El juzgado de instrucción 1 de Tui ha alzado el secreto de las actuaciones en relación con el caso de la Orden y Mandato de San Miguel Arcángel, conocida como la secta de los Miguelianos, en la que hay más de una decena de investigados, informaron fuentes del Tribunal Superior de Galicia.

La jueza ha decidido alzar el secreto una vez que se han completado las diligencias de investigación inicialmente previstas y se ha recibido informe de la Agencia Tributaria, y a partir de abril empezará a tomar declaración a testigos y perjudicados.

La causa se sigue por la presunta comisión de los delitos de asociación ilícita, contra la Hacienda Pública y abuso sexual, éste último solo con respecto al considerado líder de la organización, Feliciano Miguel Rosendo da Silva, en prisión provisional desde diciembre de 2014. La secta tenía su sede en un lujoso chalé del municipio pontevedrés de Oia y las exintegrantes de la comunidad relataron en su día cómo, tras “lavarles el cerebro”, el fundador convencía a las mujeres de que “por su semen les llegaba el cuerpo de Cristo”, para subyugarlas y abusar de ellas.

Entre los investigados está quien es considerada su mano derecha, la pseudo monja –no ha sido ordenada como tal bajo el amparo de la Iglesia– Marta Paz, a quien le fueron impuestas, como medida cautelar, comparecencias semanales en los juzgados. Asimismo, figuran en esa lista otros exmiembros de la organización. Algunos de ellos salieron a la palestra para denunciar públicamente abusos sexuales, físicos y psicológicos y tacharon la orden de “secta destructiva”.

Describieron a Miguel Rosendo como una suerte de visionario con grandes dotes de seducción, hasta el punto de que durante años habría tenido “engañados” tanto a sus correligionarios como a la propia Iglesia, que le dio cobijo a su organización, que en su día llegó a aglutinar a unas 400 personas, hasta que estalló el escándalo.

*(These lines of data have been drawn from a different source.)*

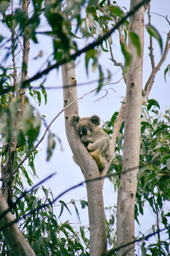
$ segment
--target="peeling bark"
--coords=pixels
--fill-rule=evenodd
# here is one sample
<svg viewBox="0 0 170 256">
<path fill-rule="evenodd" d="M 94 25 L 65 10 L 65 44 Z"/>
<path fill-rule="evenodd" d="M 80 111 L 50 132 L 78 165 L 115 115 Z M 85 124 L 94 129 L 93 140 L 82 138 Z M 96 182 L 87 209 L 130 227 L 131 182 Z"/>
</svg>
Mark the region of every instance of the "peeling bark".
<svg viewBox="0 0 170 256">
<path fill-rule="evenodd" d="M 16 256 L 35 256 L 35 254 L 16 223 L 15 219 L 8 211 L 3 213 L 8 209 L 6 200 L 4 199 L 0 189 L 0 229 L 8 245 Z"/>
<path fill-rule="evenodd" d="M 141 1 L 141 0 L 131 0 L 130 10 Z M 127 172 L 121 175 L 118 192 L 117 247 L 135 238 L 135 201 L 140 148 L 145 11 L 144 7 L 142 6 L 130 17 L 129 20 L 129 31 L 136 33 L 140 40 L 141 56 L 140 57 L 138 55 L 136 48 L 129 37 L 129 47 L 131 51 L 132 60 L 126 84 L 122 168 L 122 171 Z M 135 72 L 133 72 L 135 70 Z M 120 249 L 117 252 L 117 255 L 133 256 L 134 249 L 133 245 L 127 246 Z"/>
<path fill-rule="evenodd" d="M 74 63 L 62 67 L 64 107 L 77 98 Z M 105 219 L 101 181 L 90 180 L 100 177 L 98 167 L 77 131 L 69 122 L 73 114 L 78 114 L 77 102 L 65 111 L 65 124 L 68 141 L 86 181 L 90 225 L 90 256 L 100 256 L 106 249 Z"/>
</svg>

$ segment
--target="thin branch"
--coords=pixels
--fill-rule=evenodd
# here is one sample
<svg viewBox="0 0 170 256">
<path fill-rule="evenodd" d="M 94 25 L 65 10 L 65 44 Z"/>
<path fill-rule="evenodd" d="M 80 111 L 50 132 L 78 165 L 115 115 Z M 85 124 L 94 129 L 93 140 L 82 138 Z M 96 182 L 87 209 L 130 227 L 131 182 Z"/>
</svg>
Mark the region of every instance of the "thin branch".
<svg viewBox="0 0 170 256">
<path fill-rule="evenodd" d="M 148 5 L 148 24 L 151 24 L 151 15 L 150 15 L 150 5 L 149 3 Z M 151 58 L 151 64 L 152 65 L 152 70 L 155 68 L 155 61 L 154 60 L 154 56 L 153 54 L 153 47 L 152 45 L 152 36 L 150 34 L 149 34 L 150 41 L 150 46 L 149 47 L 148 47 L 148 48 L 150 51 L 150 53 L 149 56 Z"/>
<path fill-rule="evenodd" d="M 155 204 L 155 208 L 156 212 L 156 225 L 157 226 L 157 232 L 158 234 L 158 241 L 160 241 L 160 229 L 159 228 L 159 213 L 157 209 L 156 204 L 156 203 L 154 193 L 153 194 L 153 201 L 154 201 L 154 204 Z"/>
<path fill-rule="evenodd" d="M 156 15 L 158 15 L 159 16 L 161 16 L 161 17 L 163 17 L 164 18 L 165 18 L 166 19 L 169 25 L 170 26 L 170 22 L 169 22 L 169 20 L 168 19 L 168 16 L 167 16 L 167 15 L 166 16 L 166 17 L 165 17 L 165 16 L 163 16 L 163 15 L 161 15 L 160 14 L 159 14 L 158 13 L 155 13 L 155 12 L 150 12 L 150 13 L 153 13 L 153 14 L 156 14 Z"/>
<path fill-rule="evenodd" d="M 167 229 L 169 229 L 170 227 L 170 226 L 169 226 L 167 227 L 167 228 L 164 228 L 162 229 L 161 229 L 160 230 L 160 231 L 162 232 L 162 231 L 164 231 L 164 230 L 165 230 Z M 151 234 L 148 235 L 148 236 L 146 236 L 144 237 L 142 237 L 141 238 L 139 238 L 137 240 L 134 240 L 133 241 L 131 241 L 131 242 L 130 242 L 129 243 L 126 243 L 124 244 L 121 244 L 120 246 L 118 246 L 116 248 L 113 248 L 112 249 L 111 249 L 111 250 L 110 250 L 109 252 L 107 252 L 106 253 L 103 253 L 102 256 L 109 256 L 109 255 L 111 255 L 113 253 L 115 252 L 117 252 L 120 249 L 123 248 L 124 247 L 126 247 L 128 245 L 130 245 L 131 244 L 134 244 L 135 243 L 136 243 L 138 242 L 141 242 L 142 241 L 143 241 L 144 240 L 148 240 L 148 238 L 149 238 L 150 237 L 153 237 L 153 236 L 154 236 L 157 232 L 156 231 L 156 232 L 154 232 L 153 233 L 152 233 Z"/>
<path fill-rule="evenodd" d="M 147 10 L 148 7 L 150 3 L 150 2 L 151 1 L 151 0 L 147 0 L 145 3 L 144 3 L 144 9 L 145 9 L 145 11 L 146 11 L 146 10 Z"/>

La Orden y Mandato de San Miguel Arcángel fue reconocida por la Diócesis de Tui-Vigo en julio de 2009 como asociación pública de fieles con derecho diocesano. La Diócesis tuvo conocimiento de unas supuestas “irregularidades” en diciembre de 2012, y para comprobar su veracidad nombró a un visitador canónico.

En su informe se basó la decisión de la Iglesia de apartar cautelarmente a Miguel Rosendo por razones de su “conducta moral”, y no fue hasta que el escándalo de la secta de los Miguelianos que retiró su apoyo a esta organización y a su derivada, llamada Serviam, que se había establecido en Madrid.